Ecco perché oggi si può e si deve parlare di Nazislamismo, senza neppure aver bisogno di ricordare gli antichi abboccamenti del Gran Muftì di Gerusalemme, noto antisemita, con i gerarchi nazisti all’inizio degli anni Trenta del secolo scorso, al fine di reclutare giovani musulmani nelle Waffen-SS.

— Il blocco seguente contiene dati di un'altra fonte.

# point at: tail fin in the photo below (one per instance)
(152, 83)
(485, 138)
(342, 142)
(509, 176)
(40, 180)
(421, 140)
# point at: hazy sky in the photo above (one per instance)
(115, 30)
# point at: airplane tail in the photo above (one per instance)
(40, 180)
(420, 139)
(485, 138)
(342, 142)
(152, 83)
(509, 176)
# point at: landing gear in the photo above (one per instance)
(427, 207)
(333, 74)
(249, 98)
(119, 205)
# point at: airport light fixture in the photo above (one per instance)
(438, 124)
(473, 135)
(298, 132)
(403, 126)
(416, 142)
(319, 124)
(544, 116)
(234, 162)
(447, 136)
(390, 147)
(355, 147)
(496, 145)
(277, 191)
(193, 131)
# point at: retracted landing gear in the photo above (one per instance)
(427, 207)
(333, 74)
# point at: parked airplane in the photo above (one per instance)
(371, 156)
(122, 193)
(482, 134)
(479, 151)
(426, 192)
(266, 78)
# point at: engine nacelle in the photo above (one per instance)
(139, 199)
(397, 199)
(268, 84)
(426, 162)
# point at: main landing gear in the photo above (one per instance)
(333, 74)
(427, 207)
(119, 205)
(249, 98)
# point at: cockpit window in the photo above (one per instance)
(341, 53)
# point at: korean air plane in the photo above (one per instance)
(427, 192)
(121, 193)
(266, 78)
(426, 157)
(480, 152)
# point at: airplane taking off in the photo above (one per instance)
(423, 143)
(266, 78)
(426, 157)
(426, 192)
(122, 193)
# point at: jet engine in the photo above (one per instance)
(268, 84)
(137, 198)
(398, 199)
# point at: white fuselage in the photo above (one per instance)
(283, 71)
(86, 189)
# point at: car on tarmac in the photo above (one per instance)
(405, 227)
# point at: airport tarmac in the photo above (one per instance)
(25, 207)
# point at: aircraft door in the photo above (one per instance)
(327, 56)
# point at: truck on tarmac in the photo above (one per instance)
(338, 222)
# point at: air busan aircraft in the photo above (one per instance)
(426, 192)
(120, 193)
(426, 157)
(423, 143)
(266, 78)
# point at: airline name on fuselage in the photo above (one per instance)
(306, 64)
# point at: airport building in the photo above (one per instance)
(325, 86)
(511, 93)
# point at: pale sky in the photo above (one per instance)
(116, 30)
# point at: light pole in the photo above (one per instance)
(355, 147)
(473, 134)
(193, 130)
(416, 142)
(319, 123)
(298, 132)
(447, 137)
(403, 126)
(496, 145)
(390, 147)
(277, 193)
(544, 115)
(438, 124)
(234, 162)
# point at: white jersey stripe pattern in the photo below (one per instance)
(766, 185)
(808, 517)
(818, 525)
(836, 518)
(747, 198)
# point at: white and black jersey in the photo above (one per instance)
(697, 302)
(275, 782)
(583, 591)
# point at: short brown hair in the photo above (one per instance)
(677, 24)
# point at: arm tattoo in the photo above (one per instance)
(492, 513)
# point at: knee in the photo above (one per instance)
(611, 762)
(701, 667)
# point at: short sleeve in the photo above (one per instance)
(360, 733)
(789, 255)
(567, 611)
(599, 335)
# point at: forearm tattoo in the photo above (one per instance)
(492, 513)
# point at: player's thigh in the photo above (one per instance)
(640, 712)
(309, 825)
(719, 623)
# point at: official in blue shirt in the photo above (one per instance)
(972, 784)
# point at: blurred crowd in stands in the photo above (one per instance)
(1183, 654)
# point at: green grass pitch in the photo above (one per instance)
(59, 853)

E qui sarebbe, dunque, logico che tutta la galassia dell’antifascismo italiano assumesse una chiarissima posizione di condanna dell’operazione speciale (come la chiamerebbe un altro esperto di genocidio) condotta da Hamas contro civili israeliani di ogni età, compresi i neonati in culla. Invece, appena risuona la parola Israele, scatta il riflesso condizionato in buona parte della sinistra antifascista tradizionalmente filo-palestinese, compresi tanti sindaci del Pd, per cui, anziché far sventolare la bandiera azzurra con la croce di David in segno di solidarietà non parolaia, si preferisce innalzare le solite logore bandiere arcobaleno del pacifismo, le stesse che sono state sventolate nelle piazze italiane quando è iniziata l’invasione dell’Ucraina e la Resistenza degli ucraini aveva bisogno di aiuti militari per difendersi.
Ci sono stati persino pasticci che rasentano il grottesco, come sui palazzi comunali di Roma e Milano, dove, accanto alla bandiera di Israele, è stata messa anche quella arcobaleno, come a chiarire che la solidarietà con gli ebrei si ferma laddove inizia la controffensiva nella striscia di Gaza; perché la pace verrebbe sempre prima di tutto, anche prima della legittima difesa di un popolo che si vede ancora oggi massacrato dagli aguzzini nazisti che non portano più le macabre insegne con le croci uncinate, ma la bandiera palestinese.